John took 10 trips over 15 years.
“On all the field parties I was involved with, I handled all of the official Navy traffic. You had to check in daily, and if they didn’t hear from you in 72 hours they had to launch a search and rescue, sending out C-130s over the continent looking for you. When we had the drill camp there were a lot of flights coming in and out, and I had to handle the radio communications with the pilots for landing and takeoff. On the amateur radio side, we had 40 people at our camp, and the only way to communicate with home, besides occasional letters, [was] through the radio with a phone patch. When my son learned how to use the telephone, he knew that he’d say ‘over,’ and he’d say, ‘Hi Dad, over.’ That was popular, so the Navy provided me with the best equipment in the world.” Jean adds, “It made for happier scientists and happier families.”
It took him nine years to get through grad school: he’d go to Antarctica in the fall, miss the first semester and then get back too late to register for the second semester. So he’d miss entire years. He finally got his Ph.D. and spent a few years teaching at the University of Nebraska, then North Carolina State, before leaving academia to take a job with Marathon Oil Co. in Casper, Wyo., before going into technical training with one of the seismic companies in Houston.
Since 2009, John has been involved with an amateur radio group in Los Alamos, and works in search and rescue there. “I’ve always been interested in the public service side of amateur radio, from the nets here, from doing the MS bike ride on the Vineyard, the Crop Walk; these organizations directly request through amateur radio clubs assistance with communications,” he said. “The same with the Falmouth Road Run, the dispatcher for what I was doing was in the same communications van as the sheriff, the State Police, the Falmouth Police. They’re all handling communications for different groups, but can talk to each other. That’s done through amateur radio emergency services. Now the search and rescue in New Mexico is a serious business, because a lot of people get lost in the mountains. [There is a state search and rescue agency that coordinates the amateurs, and] Homeland Security is involved in training in the bureaucratic part. The Los Alamos Amateur Radio Club has a trailer that can go out to the site with equipment and support things the state doesn’t have, or the state police don’t have, or search and rescue doesn’t have.”
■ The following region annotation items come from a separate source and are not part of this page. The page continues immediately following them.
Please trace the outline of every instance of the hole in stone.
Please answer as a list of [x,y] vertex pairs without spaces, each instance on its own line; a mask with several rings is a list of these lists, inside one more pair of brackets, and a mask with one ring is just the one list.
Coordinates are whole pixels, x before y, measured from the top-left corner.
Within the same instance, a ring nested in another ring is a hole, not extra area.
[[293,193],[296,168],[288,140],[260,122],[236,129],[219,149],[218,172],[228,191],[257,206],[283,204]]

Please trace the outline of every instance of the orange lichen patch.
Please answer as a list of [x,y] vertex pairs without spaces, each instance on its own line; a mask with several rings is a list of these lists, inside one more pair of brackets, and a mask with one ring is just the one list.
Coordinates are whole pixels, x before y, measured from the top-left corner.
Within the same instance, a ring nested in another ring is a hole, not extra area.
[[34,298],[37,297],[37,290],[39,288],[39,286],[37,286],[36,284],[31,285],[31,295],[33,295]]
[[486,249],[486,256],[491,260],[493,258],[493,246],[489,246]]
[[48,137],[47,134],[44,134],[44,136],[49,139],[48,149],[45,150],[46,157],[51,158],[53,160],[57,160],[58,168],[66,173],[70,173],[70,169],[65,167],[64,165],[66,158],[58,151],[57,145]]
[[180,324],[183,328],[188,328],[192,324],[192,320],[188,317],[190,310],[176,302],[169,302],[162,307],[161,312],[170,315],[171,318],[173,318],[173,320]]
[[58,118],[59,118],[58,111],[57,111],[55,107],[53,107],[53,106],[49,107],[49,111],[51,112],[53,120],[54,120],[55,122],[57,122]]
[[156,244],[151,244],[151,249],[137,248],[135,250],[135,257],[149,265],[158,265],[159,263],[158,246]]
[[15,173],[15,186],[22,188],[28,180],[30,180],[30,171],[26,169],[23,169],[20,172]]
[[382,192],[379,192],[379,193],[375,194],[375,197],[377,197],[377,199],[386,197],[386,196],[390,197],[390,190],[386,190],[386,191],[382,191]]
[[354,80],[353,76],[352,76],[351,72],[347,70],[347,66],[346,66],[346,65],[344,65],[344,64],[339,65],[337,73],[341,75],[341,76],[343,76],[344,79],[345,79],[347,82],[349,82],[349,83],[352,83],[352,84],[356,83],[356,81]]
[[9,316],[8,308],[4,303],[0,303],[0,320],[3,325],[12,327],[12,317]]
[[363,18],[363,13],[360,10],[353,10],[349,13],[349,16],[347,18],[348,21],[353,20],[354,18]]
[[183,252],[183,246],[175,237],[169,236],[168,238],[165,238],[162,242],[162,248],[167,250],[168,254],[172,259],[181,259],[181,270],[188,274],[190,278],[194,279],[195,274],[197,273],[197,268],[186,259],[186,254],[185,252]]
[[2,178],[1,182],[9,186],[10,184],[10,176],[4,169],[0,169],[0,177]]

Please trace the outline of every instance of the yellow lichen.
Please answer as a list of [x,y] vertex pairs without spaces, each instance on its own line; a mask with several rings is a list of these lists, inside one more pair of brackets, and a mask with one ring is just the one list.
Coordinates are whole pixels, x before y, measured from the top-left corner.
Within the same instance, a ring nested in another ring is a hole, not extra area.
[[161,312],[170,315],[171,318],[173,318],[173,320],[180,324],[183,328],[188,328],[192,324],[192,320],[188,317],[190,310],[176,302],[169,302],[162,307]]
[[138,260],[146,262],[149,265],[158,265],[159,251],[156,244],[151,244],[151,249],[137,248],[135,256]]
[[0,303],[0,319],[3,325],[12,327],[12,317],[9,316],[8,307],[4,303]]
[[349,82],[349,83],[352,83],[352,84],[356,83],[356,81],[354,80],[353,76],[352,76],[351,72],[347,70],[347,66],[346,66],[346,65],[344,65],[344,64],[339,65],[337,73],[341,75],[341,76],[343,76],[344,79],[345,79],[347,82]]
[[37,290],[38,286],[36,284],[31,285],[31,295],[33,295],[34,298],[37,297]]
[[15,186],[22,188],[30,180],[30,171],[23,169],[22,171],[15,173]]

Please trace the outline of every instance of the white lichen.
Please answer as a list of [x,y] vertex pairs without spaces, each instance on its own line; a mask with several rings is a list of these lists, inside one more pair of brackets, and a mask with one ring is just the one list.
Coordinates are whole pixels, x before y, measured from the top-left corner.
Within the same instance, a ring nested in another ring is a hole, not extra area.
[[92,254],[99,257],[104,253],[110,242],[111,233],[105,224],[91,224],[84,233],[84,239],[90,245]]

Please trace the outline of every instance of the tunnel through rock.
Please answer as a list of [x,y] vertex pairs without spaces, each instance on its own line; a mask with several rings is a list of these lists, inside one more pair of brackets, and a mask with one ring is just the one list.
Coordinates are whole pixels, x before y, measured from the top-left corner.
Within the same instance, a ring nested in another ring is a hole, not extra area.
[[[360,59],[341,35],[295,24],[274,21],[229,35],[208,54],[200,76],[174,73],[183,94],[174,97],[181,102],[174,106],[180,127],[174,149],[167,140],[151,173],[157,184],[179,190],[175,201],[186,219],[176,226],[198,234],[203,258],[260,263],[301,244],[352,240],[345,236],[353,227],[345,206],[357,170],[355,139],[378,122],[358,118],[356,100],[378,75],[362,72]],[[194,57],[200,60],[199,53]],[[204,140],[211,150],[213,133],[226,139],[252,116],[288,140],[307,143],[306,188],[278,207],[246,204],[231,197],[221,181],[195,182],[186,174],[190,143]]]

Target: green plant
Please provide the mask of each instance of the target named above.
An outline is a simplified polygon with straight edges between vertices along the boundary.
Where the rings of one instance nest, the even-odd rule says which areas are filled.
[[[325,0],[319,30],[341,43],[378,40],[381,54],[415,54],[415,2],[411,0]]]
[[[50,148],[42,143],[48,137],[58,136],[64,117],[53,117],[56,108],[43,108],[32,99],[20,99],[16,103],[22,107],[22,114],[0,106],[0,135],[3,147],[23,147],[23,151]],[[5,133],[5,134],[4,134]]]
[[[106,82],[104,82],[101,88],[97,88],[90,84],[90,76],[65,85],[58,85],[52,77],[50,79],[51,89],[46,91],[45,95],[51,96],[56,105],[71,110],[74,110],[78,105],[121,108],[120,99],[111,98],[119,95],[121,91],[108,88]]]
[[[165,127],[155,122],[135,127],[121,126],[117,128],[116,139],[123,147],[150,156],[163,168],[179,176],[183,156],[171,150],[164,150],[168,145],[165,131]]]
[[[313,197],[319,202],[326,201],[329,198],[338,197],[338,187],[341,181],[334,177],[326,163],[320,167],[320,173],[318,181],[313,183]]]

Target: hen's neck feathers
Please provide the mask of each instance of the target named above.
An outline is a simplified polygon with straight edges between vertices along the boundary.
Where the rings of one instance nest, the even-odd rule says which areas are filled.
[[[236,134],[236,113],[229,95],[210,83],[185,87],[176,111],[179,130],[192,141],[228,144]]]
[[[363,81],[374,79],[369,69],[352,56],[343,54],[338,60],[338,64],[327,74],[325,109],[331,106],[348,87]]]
The radio club is an important partner in these operations, ready to serve the community day or night. That is not the case on the Vineyard.
John said the amateur radio club on Island is “falling apart right now. The regular weekly network of calling in is pretty much gone. The website is gone.”
New blood is needed to keep amateur radio alive on the Vineyard. John has given many presentations about amateur radio.
“The highest number of licensed amateurs is since 2012. There are kids in high school who are interested in the technical side,” John said, “Another reason there are more licensed is they got rid of the Morse Code requirements, and generally radios now are less technical, how you tune it and making sure the radio matches the antenna, and how to adjust it when you change frequency. Now it’s all done by a computer, and analog radio frequency signal handling is almost lost. Any computer nerd can get on and operate a complicated radio. My one walkie-talkie that’s only a few years old has 20 memory channels, while my new one has 220 memory channels. The best radio receiver you can get now for any purpose is a little chip that plugs into your computer.”
John still belongs to the Houston Vintage Radio Club and the New Mexico Radio Collectors Club. He has restored all his radios.
Asked if his book collection encompasses radios, he said, “In 1965 I started collecting polar literature, mainly Antarctic. I have about 40 or 50 linear feet of Antarctic, about 200 volumes, including first editions of Scott and Shackleton, Perry, Albert Cook, and others.”
He houses his collection in New Mexico. On the Vineyard he inherited books from his uncle who taught literature at Brown, a whaling collection. John showed me an ex-library book about his great-grandfather and the mutiny on the whaleship Sharon, titled “In the Wake of Madness.”